The blood flushed the Englishman’s face hotly for a second; then a stern dark shadow came on it, and his lips set tight.
“I have no knowledge of him,” he said, curtly.
“Haven’t you now? That’s curious. Some said he was a son of yours,” pursued the Colonel.
The old Lion flung back his silvery mane with his haughtiest imperiousness.
“No, sir; he’s no son of mine.”
Lion Winton sat silent, the dark shadow still upon his face. For five years no rumor even had reached him of the man he had disowned and disinherited; he had believed him dead — shot, as he had predicted, a
fter some fray in a gaming-room abroad; and now he heard of him thus in the war-news of the American camp! His denial of him was not less stern, nor his refusal to acknowledge even his name less peremptory, because, with all his wrath, his bitterness, his inexorable passion, and his fierce repudiation of him as his son, a thrill of pleasure stirred in him that the man still lived — a proud triumph swept over him, through all his darker thoughts, at the magnificent dash and daring of a deed wholly akin to him.
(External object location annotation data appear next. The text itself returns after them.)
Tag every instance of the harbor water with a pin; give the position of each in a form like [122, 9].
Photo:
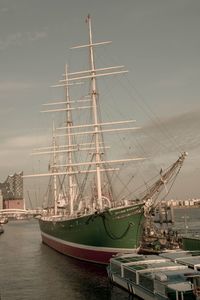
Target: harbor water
[30, 270]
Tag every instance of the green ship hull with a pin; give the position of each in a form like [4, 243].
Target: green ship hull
[95, 237]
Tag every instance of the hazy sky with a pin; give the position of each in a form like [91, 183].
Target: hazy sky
[157, 40]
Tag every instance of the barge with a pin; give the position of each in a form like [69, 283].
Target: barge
[154, 277]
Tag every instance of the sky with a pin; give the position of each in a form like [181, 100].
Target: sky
[158, 41]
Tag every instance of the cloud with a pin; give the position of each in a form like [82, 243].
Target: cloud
[20, 38]
[8, 86]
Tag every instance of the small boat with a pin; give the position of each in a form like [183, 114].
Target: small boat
[188, 258]
[154, 277]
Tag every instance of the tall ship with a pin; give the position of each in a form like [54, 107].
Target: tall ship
[85, 217]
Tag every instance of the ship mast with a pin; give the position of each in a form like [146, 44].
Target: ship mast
[95, 115]
[54, 169]
[71, 184]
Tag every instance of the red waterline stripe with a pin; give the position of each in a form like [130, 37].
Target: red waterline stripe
[101, 257]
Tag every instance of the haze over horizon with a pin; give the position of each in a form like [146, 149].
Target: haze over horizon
[157, 41]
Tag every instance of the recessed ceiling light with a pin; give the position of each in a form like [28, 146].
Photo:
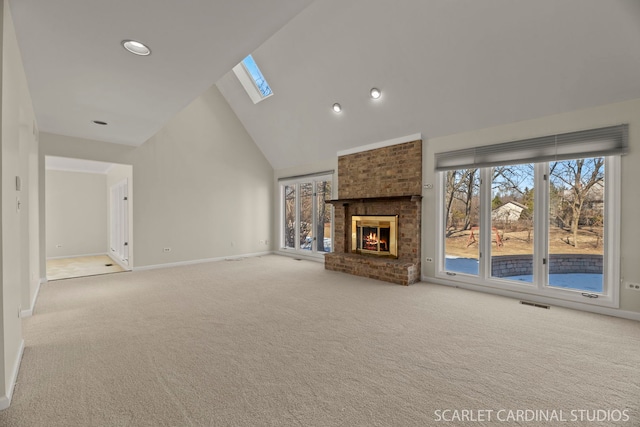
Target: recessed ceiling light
[136, 48]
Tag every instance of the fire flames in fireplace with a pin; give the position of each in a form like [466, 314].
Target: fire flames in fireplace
[375, 235]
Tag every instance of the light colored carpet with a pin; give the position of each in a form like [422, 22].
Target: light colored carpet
[66, 268]
[272, 341]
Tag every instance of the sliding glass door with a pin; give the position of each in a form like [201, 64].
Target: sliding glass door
[306, 219]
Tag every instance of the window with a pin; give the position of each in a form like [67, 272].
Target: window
[252, 79]
[306, 219]
[536, 216]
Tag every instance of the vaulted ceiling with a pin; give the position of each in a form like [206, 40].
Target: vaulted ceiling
[78, 71]
[444, 66]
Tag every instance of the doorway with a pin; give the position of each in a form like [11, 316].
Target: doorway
[88, 212]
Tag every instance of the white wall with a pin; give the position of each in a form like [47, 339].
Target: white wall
[76, 213]
[19, 145]
[612, 114]
[200, 185]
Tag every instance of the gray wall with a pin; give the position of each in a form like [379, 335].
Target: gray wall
[76, 213]
[200, 185]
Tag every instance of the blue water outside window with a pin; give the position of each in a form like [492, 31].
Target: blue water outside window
[255, 73]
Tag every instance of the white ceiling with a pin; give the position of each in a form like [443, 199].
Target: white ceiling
[78, 71]
[444, 66]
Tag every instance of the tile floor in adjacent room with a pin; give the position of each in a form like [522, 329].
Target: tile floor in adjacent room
[67, 268]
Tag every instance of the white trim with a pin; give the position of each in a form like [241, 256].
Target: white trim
[5, 401]
[199, 261]
[381, 144]
[76, 256]
[29, 312]
[292, 253]
[55, 168]
[598, 309]
[120, 263]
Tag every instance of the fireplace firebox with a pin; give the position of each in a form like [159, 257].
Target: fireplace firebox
[375, 235]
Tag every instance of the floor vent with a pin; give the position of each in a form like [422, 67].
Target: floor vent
[535, 304]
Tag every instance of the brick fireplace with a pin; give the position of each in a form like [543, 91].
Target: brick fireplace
[380, 183]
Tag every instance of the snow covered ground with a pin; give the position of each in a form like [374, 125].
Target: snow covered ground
[581, 281]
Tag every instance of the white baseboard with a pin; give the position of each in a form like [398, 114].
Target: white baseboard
[76, 256]
[5, 401]
[631, 315]
[200, 261]
[120, 263]
[29, 312]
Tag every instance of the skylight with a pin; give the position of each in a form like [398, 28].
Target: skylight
[252, 79]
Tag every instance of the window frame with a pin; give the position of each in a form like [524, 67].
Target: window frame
[296, 182]
[610, 296]
[248, 82]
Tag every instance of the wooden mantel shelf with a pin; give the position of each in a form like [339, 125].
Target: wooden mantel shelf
[413, 198]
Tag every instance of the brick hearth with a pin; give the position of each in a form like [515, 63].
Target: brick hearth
[384, 181]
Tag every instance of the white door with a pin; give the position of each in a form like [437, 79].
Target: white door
[119, 221]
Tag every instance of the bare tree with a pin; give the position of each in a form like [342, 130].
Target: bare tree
[575, 180]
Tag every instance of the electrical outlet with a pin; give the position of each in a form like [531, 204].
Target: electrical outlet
[633, 286]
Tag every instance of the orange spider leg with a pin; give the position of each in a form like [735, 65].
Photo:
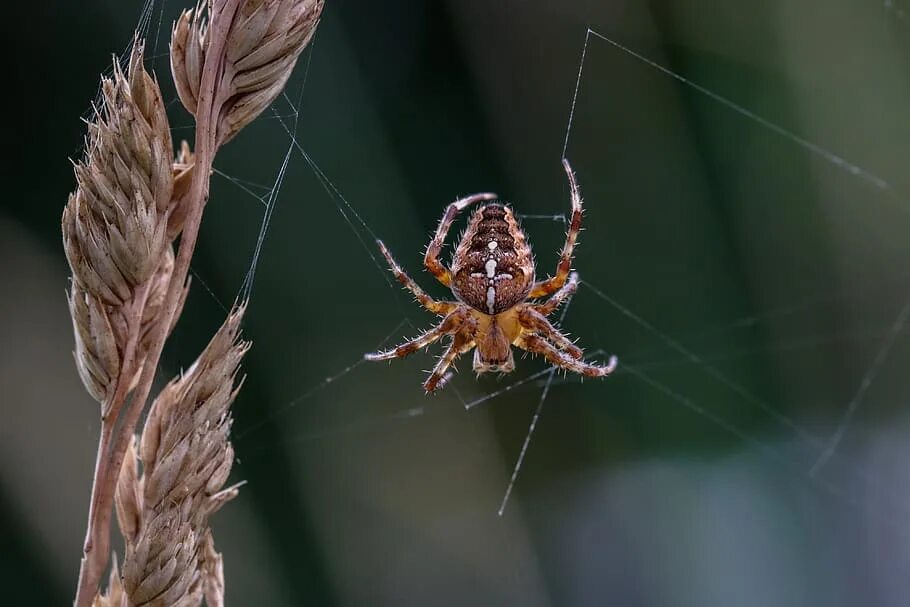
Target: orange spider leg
[462, 342]
[437, 307]
[452, 323]
[558, 358]
[533, 321]
[550, 285]
[567, 290]
[431, 259]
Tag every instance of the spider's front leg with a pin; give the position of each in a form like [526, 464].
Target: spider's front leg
[437, 307]
[450, 324]
[431, 259]
[550, 285]
[535, 322]
[462, 342]
[558, 358]
[564, 293]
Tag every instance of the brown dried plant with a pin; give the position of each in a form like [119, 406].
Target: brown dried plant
[133, 202]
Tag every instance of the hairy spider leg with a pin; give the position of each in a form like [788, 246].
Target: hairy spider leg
[550, 285]
[451, 324]
[535, 322]
[564, 293]
[431, 259]
[538, 345]
[437, 307]
[462, 342]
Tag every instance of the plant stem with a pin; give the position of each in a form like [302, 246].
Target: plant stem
[207, 112]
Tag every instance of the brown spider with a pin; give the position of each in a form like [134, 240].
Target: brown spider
[492, 277]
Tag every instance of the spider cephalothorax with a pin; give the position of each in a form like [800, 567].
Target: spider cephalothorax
[492, 277]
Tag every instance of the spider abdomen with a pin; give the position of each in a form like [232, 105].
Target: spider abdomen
[493, 269]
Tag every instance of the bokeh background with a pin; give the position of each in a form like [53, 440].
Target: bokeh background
[751, 284]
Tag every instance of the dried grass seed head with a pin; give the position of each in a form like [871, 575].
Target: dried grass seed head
[114, 224]
[186, 458]
[266, 38]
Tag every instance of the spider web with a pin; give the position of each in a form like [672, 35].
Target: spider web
[814, 449]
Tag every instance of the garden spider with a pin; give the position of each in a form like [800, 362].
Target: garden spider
[492, 279]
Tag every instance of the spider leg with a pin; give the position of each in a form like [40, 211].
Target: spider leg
[462, 342]
[538, 345]
[452, 323]
[534, 321]
[437, 307]
[550, 285]
[564, 293]
[431, 259]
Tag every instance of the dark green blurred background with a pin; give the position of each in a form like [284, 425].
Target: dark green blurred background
[772, 274]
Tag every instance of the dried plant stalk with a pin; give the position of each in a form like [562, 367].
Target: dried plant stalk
[230, 59]
[186, 457]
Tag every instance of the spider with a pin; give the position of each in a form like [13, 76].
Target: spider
[492, 279]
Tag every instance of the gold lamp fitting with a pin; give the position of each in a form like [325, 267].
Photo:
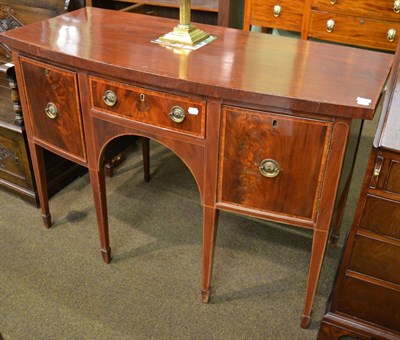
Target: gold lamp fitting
[185, 33]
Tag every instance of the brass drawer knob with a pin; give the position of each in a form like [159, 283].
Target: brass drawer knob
[110, 98]
[177, 114]
[396, 6]
[269, 168]
[51, 110]
[391, 34]
[330, 24]
[277, 11]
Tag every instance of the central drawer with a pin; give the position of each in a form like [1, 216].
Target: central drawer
[169, 111]
[271, 162]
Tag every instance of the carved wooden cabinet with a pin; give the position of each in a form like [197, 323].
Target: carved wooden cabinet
[371, 23]
[365, 301]
[242, 133]
[16, 173]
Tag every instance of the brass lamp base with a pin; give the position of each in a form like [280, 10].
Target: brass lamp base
[187, 35]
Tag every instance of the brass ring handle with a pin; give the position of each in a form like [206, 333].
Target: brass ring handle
[330, 24]
[51, 110]
[391, 34]
[110, 98]
[269, 168]
[177, 114]
[277, 11]
[396, 6]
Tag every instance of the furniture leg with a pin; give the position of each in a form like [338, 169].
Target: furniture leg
[39, 169]
[210, 223]
[339, 213]
[97, 180]
[343, 198]
[317, 255]
[113, 163]
[146, 157]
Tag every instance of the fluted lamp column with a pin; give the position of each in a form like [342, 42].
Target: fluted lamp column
[185, 33]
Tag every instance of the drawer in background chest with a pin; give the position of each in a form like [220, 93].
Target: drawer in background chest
[386, 10]
[381, 216]
[354, 30]
[281, 14]
[54, 108]
[172, 112]
[271, 162]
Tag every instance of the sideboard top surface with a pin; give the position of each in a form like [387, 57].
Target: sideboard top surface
[244, 66]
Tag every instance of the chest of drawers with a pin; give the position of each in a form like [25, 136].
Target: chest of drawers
[372, 24]
[239, 112]
[365, 300]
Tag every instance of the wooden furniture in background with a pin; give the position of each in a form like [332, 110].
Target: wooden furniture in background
[16, 173]
[365, 301]
[245, 112]
[214, 12]
[372, 23]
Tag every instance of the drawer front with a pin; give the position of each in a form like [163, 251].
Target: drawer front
[381, 216]
[298, 146]
[284, 14]
[355, 31]
[372, 9]
[149, 106]
[377, 259]
[355, 300]
[54, 107]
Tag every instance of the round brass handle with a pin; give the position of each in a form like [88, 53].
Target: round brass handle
[177, 114]
[110, 98]
[391, 35]
[51, 110]
[396, 6]
[277, 11]
[330, 24]
[269, 168]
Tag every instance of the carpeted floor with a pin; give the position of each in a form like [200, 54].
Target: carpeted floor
[54, 285]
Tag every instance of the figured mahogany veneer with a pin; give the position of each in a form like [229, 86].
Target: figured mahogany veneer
[149, 107]
[46, 84]
[246, 98]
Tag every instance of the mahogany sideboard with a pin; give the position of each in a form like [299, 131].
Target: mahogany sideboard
[368, 23]
[262, 122]
[16, 173]
[365, 300]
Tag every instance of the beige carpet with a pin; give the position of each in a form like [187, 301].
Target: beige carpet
[54, 285]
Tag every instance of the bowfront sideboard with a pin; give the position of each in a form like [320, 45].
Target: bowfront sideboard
[262, 122]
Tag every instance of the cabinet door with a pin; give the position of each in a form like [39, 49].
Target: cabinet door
[54, 110]
[272, 162]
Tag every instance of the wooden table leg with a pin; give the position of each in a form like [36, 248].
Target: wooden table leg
[210, 224]
[39, 169]
[317, 255]
[146, 157]
[97, 180]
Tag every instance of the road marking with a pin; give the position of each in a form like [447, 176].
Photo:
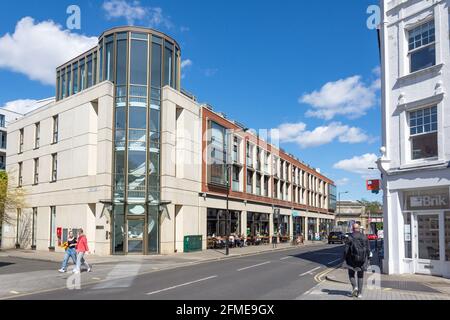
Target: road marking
[181, 285]
[309, 272]
[256, 265]
[333, 261]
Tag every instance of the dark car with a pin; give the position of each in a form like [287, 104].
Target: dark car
[336, 237]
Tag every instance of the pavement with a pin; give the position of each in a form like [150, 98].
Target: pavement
[282, 274]
[309, 272]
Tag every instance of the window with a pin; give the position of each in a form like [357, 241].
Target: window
[249, 181]
[423, 131]
[422, 51]
[20, 174]
[20, 140]
[236, 184]
[258, 184]
[55, 129]
[217, 155]
[2, 140]
[52, 227]
[36, 171]
[34, 228]
[37, 135]
[54, 167]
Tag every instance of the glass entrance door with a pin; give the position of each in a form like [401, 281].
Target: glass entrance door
[428, 244]
[135, 236]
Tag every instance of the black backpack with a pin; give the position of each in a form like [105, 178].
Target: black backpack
[358, 251]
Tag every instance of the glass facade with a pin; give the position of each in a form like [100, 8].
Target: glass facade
[139, 62]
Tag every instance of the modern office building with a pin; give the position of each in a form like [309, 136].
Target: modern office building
[141, 166]
[415, 51]
[6, 116]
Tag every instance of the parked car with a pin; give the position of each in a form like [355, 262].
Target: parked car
[372, 237]
[336, 237]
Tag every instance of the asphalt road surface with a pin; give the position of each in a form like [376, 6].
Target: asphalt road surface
[277, 275]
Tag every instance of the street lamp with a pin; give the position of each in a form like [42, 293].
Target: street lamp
[228, 164]
[339, 203]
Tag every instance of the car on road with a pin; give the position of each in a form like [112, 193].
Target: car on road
[372, 237]
[336, 237]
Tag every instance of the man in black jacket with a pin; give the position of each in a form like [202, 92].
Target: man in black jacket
[357, 255]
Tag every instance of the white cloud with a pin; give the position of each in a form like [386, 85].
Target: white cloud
[348, 97]
[342, 182]
[186, 63]
[211, 72]
[36, 49]
[296, 132]
[21, 106]
[359, 164]
[133, 11]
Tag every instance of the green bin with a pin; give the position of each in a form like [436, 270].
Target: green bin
[193, 243]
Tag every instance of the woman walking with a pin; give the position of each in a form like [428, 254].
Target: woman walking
[70, 252]
[82, 248]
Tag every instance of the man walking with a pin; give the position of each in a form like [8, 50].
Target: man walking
[82, 248]
[356, 255]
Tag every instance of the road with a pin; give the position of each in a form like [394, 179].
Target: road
[277, 275]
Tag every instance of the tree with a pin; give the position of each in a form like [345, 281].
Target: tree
[11, 199]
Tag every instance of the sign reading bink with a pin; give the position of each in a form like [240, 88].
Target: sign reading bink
[428, 199]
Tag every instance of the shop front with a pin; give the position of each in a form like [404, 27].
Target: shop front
[427, 231]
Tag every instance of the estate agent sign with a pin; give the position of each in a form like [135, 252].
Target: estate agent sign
[432, 199]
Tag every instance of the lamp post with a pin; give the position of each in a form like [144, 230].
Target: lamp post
[228, 169]
[339, 203]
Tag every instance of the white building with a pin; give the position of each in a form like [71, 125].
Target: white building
[141, 166]
[415, 51]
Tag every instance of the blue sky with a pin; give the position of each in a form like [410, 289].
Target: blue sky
[263, 63]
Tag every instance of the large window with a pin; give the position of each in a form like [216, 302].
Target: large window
[217, 155]
[422, 49]
[36, 171]
[2, 140]
[423, 130]
[220, 224]
[55, 128]
[54, 167]
[138, 59]
[37, 135]
[257, 224]
[21, 133]
[52, 241]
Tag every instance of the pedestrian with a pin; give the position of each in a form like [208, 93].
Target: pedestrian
[82, 248]
[356, 256]
[70, 252]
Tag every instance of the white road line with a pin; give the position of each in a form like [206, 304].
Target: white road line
[256, 265]
[182, 285]
[333, 261]
[309, 272]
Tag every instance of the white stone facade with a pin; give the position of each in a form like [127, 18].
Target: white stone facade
[415, 174]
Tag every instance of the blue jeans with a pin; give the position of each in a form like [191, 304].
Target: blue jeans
[70, 253]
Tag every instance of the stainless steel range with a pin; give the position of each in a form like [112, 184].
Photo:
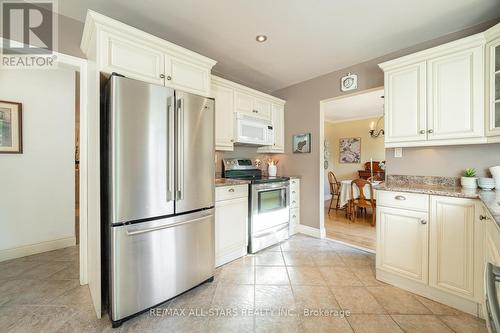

Bertie, a listless man about town, a dilettante in pictures, wines, and women, spending every moment that he could in Paris, gentle as any young beauty, always bored, and never roused out of that habitual languid indolent indifferentism which the old man, fiery and impassioned himself as the Napiers, held the most damnable effeminacy with which the present generation emasculates itself, had been incomprehensible, antagonistic, abhorrent to him. Bertie, the Leader of the Eight Hundred, the reckless trooper of the Virginian Horse, the head of a hundred wild night raids, the hero of a score of brilliant charges, the chief in the most daring secret expeditions and the most intrepid cavalry skirmishes of the South, was far nearer to the old Lion, who had in him all the hot fire of Crawford’s school, with the severe simplicity of Wellington’s stern creeds. “He is true to his blood at last,” he muttered, as he tossed back his silky white hair, while his blue flashing eyes ranged over the far distance where the Southern lines lay, with something of eager restlessness; “he is true to his blood at last!”
There was fighting some days later in the Shenandoah Valley.
Longstreet’s corps, with two regiments of cavalry, had attacked Sheridan’s divisions, and the struggle was hot and fierce. The day was warm, and a brilliant sun poured down into the green cornland and woodland wealth of the valley as the Southern divisions came up to the attack in beautiful precision, and hurled themselves with tremendous élan on the right front of the Federals, who, covered by their hastily thrown-up breastworks, opened a deadly fire that raked the whole Confederate line as they advanced. Men fell by the score under the murderous mitraille, but the ranks closed up shoulder to shoulder, without pause or wavering, only maddened by the furious storm of shot, as the engagement became general and the white rolling clouds of smoke poured down the valley, and hid conflict and combatants from sight, the thunder of the musketry pealing from height to height; while in many places men were fighting literally face to face and hand to hand in a death-struggle — rare in these days, when the duello of artillery and the rivalry of breech-loaders begins, decides, and ends most battles.